The main difference between society and nature, in terms of figure 9, is in the reason for the peak and initial decline in gross energy acquisition. In forests and other natural ecosystems, the amount of gross photosynthesis declines and reaches parity with respiration as the forces of competition and natural selection create a steady-state, or ‘climax’, ecosystem. These forces exist also for society, but they are in the form of declining EROI, geological depletion, environmental degradation, climate change, water pollution, air pollution, land-cover change and such, and all the other factors that are occurring today that make it harder and harder to produce energy easily. In the end, ecosystems are able to successfully transition from a growth-oriented structure to a steady state; it is unclear whether society will be able to do the same.

Figure 10. GDP as a function of energy consumption over the past 200 years. (Adapted from Kremmer [69] and Smil [70].)

Figure 10. GDP as a function of energy consumption over the past 200 years. (Adapted from Kremmer [69] and Smil [70].)

 

Summary

The concept of energy return on investment (EROI) was born out of ecological research in the early 1970s, and has grown over the past 30 years into an area of study that bridges the disciplines of industrial ecology, economics, ecology, geography and geology, just to name a few. The most recent estimates indicate that the EROI of conventional oil is between 10 and 20 globally, with an average of 11 in the USA.

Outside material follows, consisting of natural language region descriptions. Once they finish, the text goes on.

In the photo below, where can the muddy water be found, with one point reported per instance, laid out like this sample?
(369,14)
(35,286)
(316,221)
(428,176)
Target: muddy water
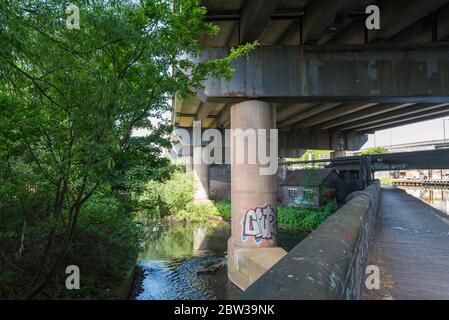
(185,261)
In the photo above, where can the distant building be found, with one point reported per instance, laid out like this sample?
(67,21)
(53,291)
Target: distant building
(312,187)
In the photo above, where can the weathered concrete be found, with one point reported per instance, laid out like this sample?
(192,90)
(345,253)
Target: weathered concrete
(201,183)
(296,74)
(330,263)
(245,265)
(254,201)
(410,248)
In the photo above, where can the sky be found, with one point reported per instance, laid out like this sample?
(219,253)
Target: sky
(417,132)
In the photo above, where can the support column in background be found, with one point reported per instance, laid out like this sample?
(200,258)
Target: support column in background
(201,178)
(252,248)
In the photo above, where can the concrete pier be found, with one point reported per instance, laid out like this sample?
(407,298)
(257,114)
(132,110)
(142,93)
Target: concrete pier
(252,248)
(201,183)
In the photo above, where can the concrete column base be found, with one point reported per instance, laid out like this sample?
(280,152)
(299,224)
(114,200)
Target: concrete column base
(246,265)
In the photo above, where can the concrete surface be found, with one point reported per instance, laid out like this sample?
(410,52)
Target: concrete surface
(411,248)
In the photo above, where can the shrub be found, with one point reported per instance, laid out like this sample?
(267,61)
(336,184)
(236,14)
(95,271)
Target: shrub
(307,218)
(151,203)
(178,191)
(224,208)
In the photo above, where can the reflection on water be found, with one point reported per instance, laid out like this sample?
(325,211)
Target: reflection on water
(176,256)
(437,198)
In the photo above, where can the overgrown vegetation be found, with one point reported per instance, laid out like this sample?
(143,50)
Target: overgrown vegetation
(306,218)
(69,102)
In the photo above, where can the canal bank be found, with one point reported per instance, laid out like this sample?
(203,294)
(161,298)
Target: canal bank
(410,248)
(187,261)
(434,196)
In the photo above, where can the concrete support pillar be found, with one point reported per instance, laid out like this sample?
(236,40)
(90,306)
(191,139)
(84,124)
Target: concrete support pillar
(201,178)
(189,163)
(252,248)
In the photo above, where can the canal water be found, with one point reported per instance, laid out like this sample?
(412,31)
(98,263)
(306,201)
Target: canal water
(437,198)
(183,261)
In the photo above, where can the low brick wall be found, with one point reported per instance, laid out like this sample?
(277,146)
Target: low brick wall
(330,263)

The future of oil production resides in unconventional oil, which has, on average, higher production costs (in terms of both money and energy) than conventional oil, and should prove in time to have a (much) lower EROI than conventional oil. Similar comments apply to other substitutes such as biofuels. The lack of peer-reviewed estimates of the EROI of such resources indicates a clear need for further investigation.

Transitioning to lower EROI energy sources has a number of implications for global society.

  1. It will reallocate energy that was previously destined for society towards the energy industry alone. This will, over the long run, lower the net energy available to society, creating significant headwinds for economic growth.
  2. Transitioning to lower EROI oil means that the price of oil will remain high compared to the past, which will also place contractionary pressure on the economy.
  3. As we try to increase oil supplies from unconventional sources, we will accelerate the resource acquisition rate, and therefore the degradation of our natural environment.

It is important to realize that the problems related to declining EROI are not easily solved. Renewable energy may indeed represent the future of energy development, but renewables are a long time off from displacing oil. Lastly, it seems apparent that the supply-side solutions (more oil, renewable energy, etc.) will not be sufficient to offset the impact that declining EROI has on economic growth. All of this evidence indicates that it is time to re-examine the pursuit of economic growth at all costs, and maybe examine how we can reduce demand for oil while trying to maintain and improve quality of life. A good summary of these problems is also given in Sorrell [72].

For society, we can either dictate our own energy future by enacting smart energy policies that recognize the clear and real limits to our own growth, or we can let those limits be dictated to us by the physical constraints of declining EROI. Either way, both the natural succession of ecosystems on Earth and declining EROI of oil production indicate that we should expect the economic growth rates of the next 100 years to look nothing like those of the last 100 years.